Il se souvenait des dernières rafales de la tempête, des ultimes coups de griffes du sable. Mais il ne restait que quelques petites dunes autour de son refuge. En ouvrant la plus vaste baie, Selim contempla l’étendue qu’il avait traversée en chevauchant le ver et, un instant, il ne put croire à cette mer de dunes apaisée. La tempête avait tout effacé. Il était comme seul dans un monde nouveau.

Il savait qu’un immense voyage l’attendait encore, comme s’il répondait à un appel. Sinon, pourquoi Bouddhallah aurait-il fait tant d’efforts pour que lui, Selim, puisse survivre ?

Que veux-tu que je fasse ?

Il promena son regard sur le désert en souriant et en se demandant comment il pourrait à nouveau franchir une pareille étendue. Un sentiment de solitude absolue lui parvenait avec le scintillement du sable, les ondes de chaleur. Il repéra quelques rochers isolés, caverneux, fissurés par les vents éternels d’Arrakis. Et aussi quelques plantes rares. Ainsi que les traces de petits animaux.

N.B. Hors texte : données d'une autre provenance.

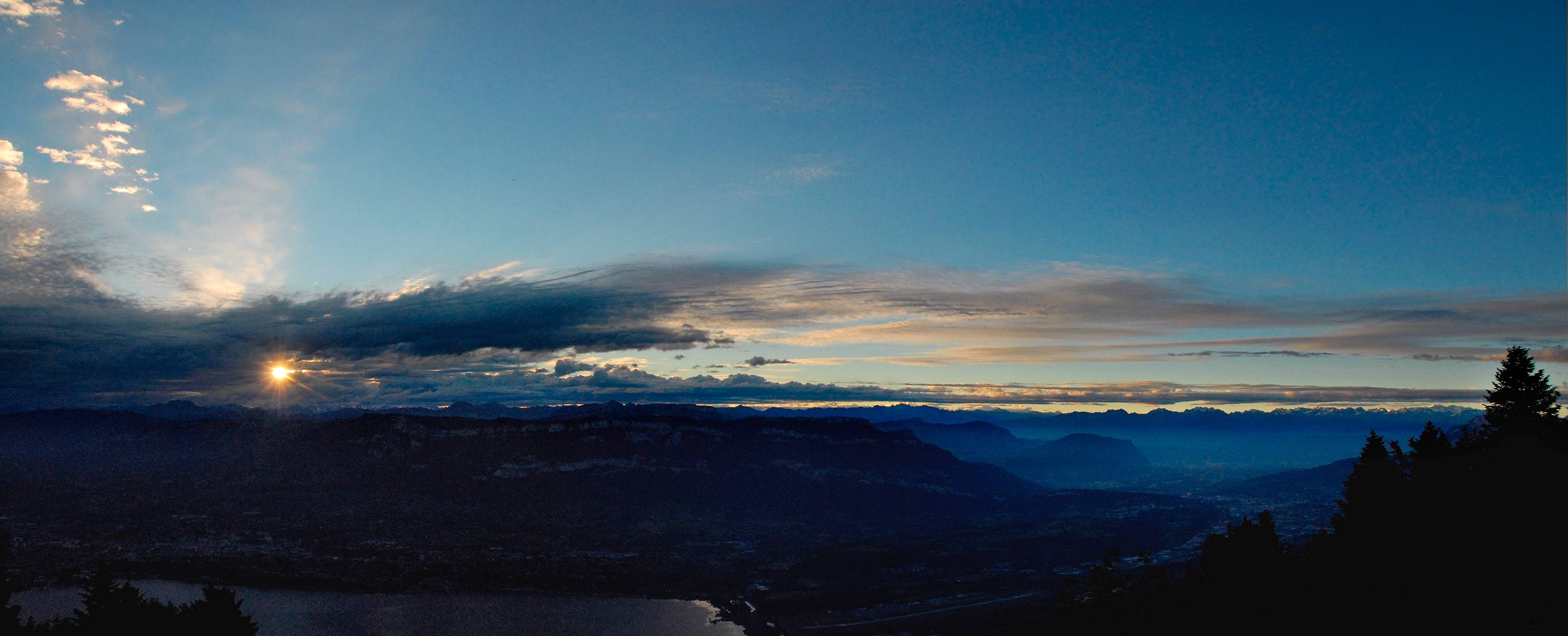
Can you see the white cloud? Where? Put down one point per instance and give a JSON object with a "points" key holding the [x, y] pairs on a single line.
{"points": [[8, 154], [115, 145], [96, 103], [16, 10], [76, 82], [85, 157], [13, 194], [808, 173]]}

Et son regard revint à la mer de dunes, aux crêtes et aux flancs de safran et d’ocre pétrifiés sous le soleil immense.

Mais ses souvenirs s’imposaient à lui, un sentiment d’invulnérabilité le submergeait, et il décida de ce qu’il devait faire, tôt ou tard. La première fois, il avait bénéficié d’un incroyable coup de chance, mais il était certain de ce qui l’attendait.

Il allait chevaucher un autre ver des sables. Mais, cette fois, ce ne serait pas par accident.